MKDoc::XML::Tagger(3) Adds XML markup to XML / XHTML content.


use MKDoc::XML::Tagger;
print MKDoc::XML::Tagger->process_data (
"<p>Hello, World!</p>",
{ _expr => 'World', _tag => 'strong', class => 'superFort' }

Should print:

  <p>Hello, <strong class="superFort">World</strong>!</p>


MKDoc::XML::Tagger is a class which lets you specify a set of tag and attributes associated with expressions which you want to mark up. This module will then stuff any XML you send out with the extra expressions.

For example, let's say that you have a document which has the term 'Microsoft Windows' several times in it. You could wish to surround any instance of the term with a <trademark> tag. MKDoc::XML::Tagger lets you do exactly that.

In MKDoc, this is used so that editors can enter hyperlinks separately from the content. It allows them to enter content without having to worry about the annoying <a href=``...''> syntax. It also has the added benefit from preventing bad information architecture such as the 'click here' syndrome.

We also have plans to use it for automatically linking glossary words, abbreviation tags, etc.
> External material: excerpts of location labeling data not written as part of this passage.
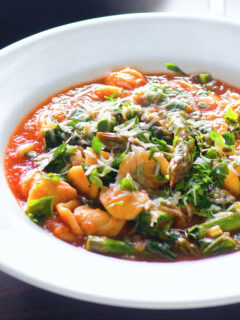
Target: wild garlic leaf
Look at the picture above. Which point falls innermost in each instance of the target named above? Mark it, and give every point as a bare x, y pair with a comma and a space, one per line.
97, 145
40, 209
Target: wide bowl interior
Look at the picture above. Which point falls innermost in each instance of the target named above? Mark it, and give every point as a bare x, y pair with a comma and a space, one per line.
37, 67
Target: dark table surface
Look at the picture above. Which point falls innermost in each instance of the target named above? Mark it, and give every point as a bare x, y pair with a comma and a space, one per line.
21, 18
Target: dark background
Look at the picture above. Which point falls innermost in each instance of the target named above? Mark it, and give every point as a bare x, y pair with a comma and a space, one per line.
19, 19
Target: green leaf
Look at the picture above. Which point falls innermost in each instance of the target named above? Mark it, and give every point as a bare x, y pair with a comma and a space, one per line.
229, 139
171, 66
30, 154
40, 209
127, 183
105, 126
176, 105
95, 179
96, 145
220, 171
231, 116
212, 153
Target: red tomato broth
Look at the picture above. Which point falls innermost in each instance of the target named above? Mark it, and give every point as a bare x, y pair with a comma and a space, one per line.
28, 131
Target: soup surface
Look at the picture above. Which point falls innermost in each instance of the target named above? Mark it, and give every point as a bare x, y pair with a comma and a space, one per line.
133, 165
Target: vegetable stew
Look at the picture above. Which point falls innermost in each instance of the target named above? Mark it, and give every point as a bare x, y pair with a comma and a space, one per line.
138, 166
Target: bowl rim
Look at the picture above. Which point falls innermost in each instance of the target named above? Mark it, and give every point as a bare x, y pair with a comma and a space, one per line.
13, 270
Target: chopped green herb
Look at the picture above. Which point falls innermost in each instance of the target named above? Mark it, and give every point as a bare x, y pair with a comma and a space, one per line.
127, 183
97, 146
40, 209
30, 154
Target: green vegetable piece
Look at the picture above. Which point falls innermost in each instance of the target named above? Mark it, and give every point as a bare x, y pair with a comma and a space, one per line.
108, 246
40, 209
30, 154
171, 66
212, 153
127, 183
225, 142
161, 248
96, 145
219, 172
227, 221
229, 138
176, 105
57, 160
105, 126
231, 116
220, 245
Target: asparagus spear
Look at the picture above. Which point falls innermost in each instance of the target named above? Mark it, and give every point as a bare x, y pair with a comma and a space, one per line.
227, 221
184, 147
220, 245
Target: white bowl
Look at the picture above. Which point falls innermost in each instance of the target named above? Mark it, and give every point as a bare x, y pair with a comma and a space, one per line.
41, 65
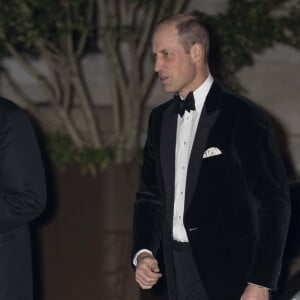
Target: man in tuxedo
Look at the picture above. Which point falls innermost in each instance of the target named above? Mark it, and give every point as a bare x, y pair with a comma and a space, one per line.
213, 194
22, 198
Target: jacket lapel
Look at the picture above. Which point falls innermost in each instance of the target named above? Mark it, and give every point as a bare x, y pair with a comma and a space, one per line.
167, 156
209, 115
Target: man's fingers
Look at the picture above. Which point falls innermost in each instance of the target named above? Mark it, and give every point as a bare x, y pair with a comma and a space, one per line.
147, 272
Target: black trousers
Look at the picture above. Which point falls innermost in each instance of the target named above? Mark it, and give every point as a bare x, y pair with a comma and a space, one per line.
188, 283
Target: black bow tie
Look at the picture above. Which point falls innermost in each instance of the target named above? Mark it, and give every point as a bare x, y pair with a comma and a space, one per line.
184, 105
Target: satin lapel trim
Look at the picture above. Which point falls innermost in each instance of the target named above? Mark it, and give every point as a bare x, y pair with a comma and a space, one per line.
167, 156
204, 127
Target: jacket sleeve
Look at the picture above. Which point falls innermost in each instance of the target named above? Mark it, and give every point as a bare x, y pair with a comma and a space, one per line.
148, 207
266, 179
22, 180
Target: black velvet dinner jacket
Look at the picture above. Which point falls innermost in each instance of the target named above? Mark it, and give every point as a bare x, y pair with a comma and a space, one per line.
22, 199
237, 204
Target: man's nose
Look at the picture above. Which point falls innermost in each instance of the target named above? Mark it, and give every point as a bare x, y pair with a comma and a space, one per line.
158, 65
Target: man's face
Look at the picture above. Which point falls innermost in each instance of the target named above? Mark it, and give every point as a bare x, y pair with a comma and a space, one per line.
176, 68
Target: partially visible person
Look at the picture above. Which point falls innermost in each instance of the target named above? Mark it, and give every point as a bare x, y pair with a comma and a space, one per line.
22, 199
214, 194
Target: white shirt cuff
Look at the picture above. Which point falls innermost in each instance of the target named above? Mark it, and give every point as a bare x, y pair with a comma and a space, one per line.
138, 253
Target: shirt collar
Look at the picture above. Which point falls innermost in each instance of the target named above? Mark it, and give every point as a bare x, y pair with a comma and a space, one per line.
201, 92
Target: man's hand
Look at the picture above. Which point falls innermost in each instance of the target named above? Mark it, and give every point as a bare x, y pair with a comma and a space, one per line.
255, 292
147, 271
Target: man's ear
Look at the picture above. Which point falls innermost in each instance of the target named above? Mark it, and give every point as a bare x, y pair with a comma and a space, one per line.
197, 52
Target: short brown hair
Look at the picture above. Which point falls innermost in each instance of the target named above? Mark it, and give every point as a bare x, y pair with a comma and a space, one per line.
190, 31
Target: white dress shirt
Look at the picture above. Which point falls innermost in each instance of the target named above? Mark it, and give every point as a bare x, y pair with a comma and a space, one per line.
185, 135
186, 130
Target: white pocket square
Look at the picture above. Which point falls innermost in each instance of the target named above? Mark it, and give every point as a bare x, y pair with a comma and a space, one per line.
213, 151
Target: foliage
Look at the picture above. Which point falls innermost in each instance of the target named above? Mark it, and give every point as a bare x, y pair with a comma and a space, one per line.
61, 33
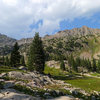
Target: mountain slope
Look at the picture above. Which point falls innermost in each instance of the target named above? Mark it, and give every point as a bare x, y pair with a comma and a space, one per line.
83, 42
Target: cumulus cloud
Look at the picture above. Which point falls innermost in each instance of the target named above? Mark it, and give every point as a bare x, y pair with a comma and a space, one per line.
16, 16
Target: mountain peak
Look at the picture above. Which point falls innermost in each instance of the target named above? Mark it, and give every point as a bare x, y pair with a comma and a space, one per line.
85, 26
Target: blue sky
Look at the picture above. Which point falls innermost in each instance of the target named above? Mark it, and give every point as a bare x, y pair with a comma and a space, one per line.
22, 18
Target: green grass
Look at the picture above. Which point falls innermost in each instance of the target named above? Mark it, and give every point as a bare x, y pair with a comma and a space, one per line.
86, 83
8, 69
96, 74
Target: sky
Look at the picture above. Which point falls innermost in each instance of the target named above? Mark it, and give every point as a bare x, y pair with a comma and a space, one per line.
22, 18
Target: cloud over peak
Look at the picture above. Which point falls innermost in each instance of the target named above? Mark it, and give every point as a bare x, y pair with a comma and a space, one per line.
16, 16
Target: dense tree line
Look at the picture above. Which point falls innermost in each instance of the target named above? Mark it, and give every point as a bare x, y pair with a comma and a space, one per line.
91, 65
14, 60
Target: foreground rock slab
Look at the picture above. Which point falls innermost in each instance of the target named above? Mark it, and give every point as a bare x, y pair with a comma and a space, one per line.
66, 98
11, 94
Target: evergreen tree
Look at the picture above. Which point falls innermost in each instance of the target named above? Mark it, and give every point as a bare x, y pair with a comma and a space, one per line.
98, 65
36, 60
94, 65
15, 56
3, 60
62, 65
22, 61
7, 62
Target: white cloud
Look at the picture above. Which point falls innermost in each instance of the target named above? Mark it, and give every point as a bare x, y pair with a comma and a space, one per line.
16, 16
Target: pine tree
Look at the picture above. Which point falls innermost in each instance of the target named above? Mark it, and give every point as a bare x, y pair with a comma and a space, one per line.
94, 65
62, 65
98, 64
7, 62
22, 61
36, 60
15, 56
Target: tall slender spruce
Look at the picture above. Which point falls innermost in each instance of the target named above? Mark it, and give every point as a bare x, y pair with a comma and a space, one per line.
15, 56
36, 60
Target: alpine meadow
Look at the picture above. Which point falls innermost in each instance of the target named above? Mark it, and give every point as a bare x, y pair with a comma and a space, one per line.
49, 50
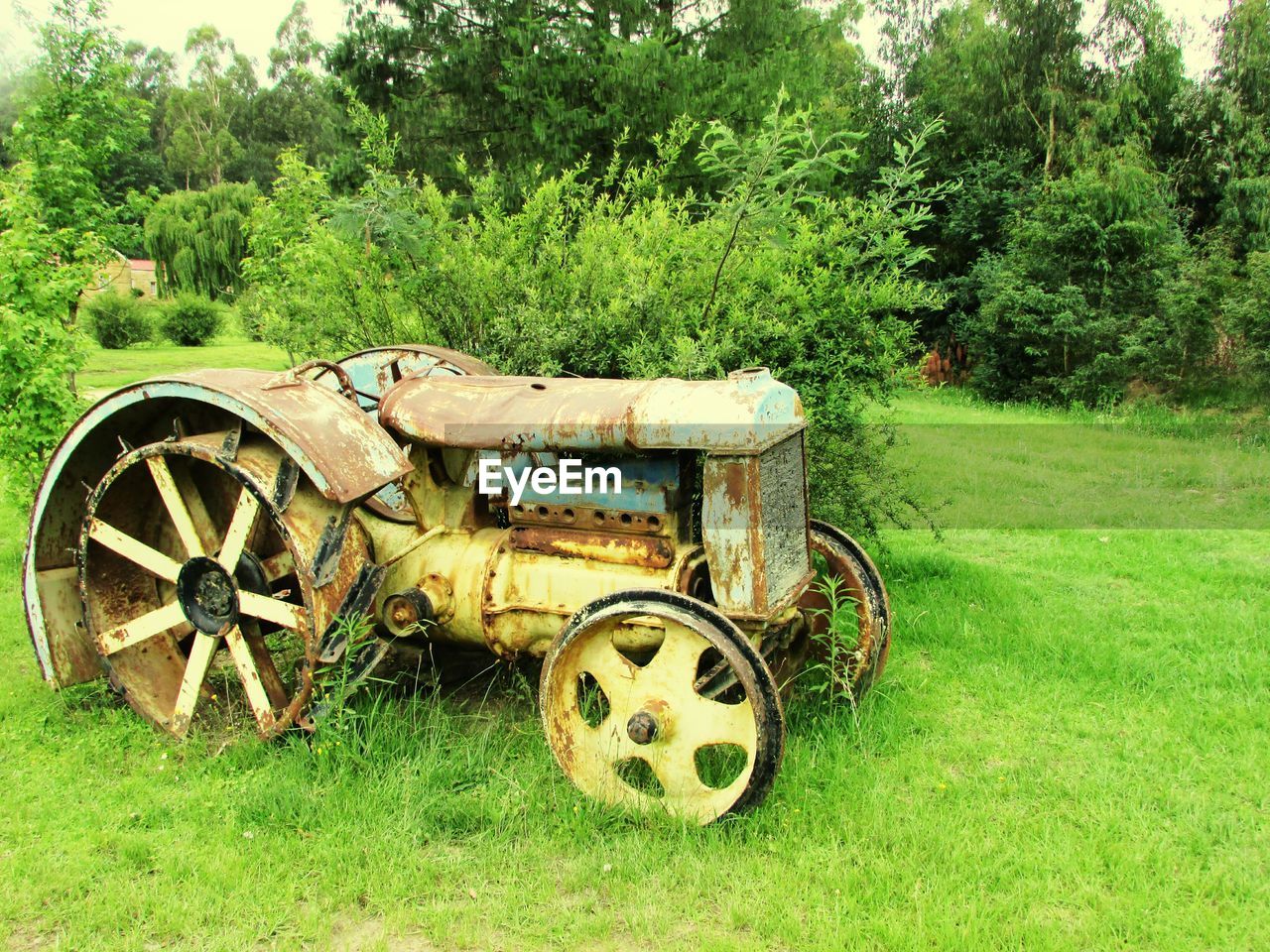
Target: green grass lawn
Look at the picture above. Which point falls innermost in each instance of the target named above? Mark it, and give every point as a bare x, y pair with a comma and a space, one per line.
1069, 751
107, 370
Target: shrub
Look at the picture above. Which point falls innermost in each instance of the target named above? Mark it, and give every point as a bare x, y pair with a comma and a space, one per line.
250, 312
190, 320
118, 321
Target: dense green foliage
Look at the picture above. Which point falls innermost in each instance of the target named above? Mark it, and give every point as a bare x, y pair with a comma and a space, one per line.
197, 239
190, 320
1109, 203
615, 275
536, 84
41, 345
118, 321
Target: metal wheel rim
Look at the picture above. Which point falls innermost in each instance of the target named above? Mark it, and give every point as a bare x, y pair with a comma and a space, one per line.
590, 756
273, 705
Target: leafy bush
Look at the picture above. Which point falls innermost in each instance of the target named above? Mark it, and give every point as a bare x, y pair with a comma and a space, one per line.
190, 320
44, 271
616, 276
250, 312
118, 321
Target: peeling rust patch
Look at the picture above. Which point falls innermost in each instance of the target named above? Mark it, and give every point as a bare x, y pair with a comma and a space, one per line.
648, 551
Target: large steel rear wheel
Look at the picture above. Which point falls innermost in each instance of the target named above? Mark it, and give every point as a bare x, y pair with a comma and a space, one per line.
209, 572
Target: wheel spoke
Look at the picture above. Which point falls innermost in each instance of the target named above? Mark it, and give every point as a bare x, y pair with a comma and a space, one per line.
176, 506
195, 670
278, 566
608, 666
676, 769
714, 722
240, 530
271, 610
198, 515
676, 660
141, 629
253, 682
135, 551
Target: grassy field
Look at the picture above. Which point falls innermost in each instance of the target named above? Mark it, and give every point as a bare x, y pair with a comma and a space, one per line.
1069, 751
108, 370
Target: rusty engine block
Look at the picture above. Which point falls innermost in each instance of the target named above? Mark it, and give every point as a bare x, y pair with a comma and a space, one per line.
212, 542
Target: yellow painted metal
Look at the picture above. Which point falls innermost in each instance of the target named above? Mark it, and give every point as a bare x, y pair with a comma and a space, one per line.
592, 757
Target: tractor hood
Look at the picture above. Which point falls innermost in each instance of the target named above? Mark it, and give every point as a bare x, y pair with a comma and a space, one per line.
742, 416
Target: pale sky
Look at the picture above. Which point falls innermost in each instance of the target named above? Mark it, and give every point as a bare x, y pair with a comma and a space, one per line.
252, 24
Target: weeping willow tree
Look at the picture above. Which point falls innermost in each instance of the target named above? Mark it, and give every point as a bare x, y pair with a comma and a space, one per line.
197, 239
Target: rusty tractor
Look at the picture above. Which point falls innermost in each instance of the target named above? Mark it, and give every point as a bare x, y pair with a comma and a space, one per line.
203, 540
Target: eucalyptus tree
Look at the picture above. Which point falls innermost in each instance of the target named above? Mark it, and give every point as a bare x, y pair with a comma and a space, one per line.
200, 117
532, 86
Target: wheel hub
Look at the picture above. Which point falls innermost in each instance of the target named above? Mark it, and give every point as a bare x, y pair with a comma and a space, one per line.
643, 728
207, 595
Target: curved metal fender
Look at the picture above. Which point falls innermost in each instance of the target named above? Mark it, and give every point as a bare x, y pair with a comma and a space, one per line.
341, 449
MKDoc::XML::Tagger is also probably a very good tool if you are building some kind of Wiki system in which you want expressions to be automagically hyperlinked.


This module does low level XML manipulation. It will somehow parse even broken XML and try to do something with it. Do not use it unless you know what you're doing.


The API is very simple.

my $result = MKDoc::XML::Tagger->process_data ($xml, @expressions);

Tags $xml with the @expressions list.

Each element of @expressions is a hash reference looking like this:

      _expr      => 'Some Expression',
      _tag       => 'foo',
      attribute1 => 'bar'
      attribute2 => 'baz'

Which will try to turn anything which looks like:

  Some Expression
  sOmE ExPrEssIoN


  <foo attr1="bar" attr2="baz">Some Expression</foo>
  <foo attr1="bar" attr2="baz">sOmE ExPrEssIoN</foo>
  <foo attr1="bar" attr2="baz">(etcetera)</foo>

You can have multiple expressions, in which case longest expressions are processed first.

my $result = MKDoc::XML::Tagger->process_file ('some/file.xml', @expressions);

Same as process_data(), except it takes its data from 'some/file.xml'.


MKDoc::XML::Tagger does not really parse the XML file you're giving to it nor does it care if the XML is well-formed or not. It uses MKDoc::XML::Tokenizer to turn the XML / XHTML file into a series of MKDoc::XML::Token objects and strictly operates on a list of tokens.

For this same reason MKDoc::XML::Tagger does not support namespaces.


Copyright 2003 - MKDoc Holdings Ltd.

Author: Jean-Michel Hiver

This module is free software and is distributed under the same license as Perl itself. Use it at your own risk.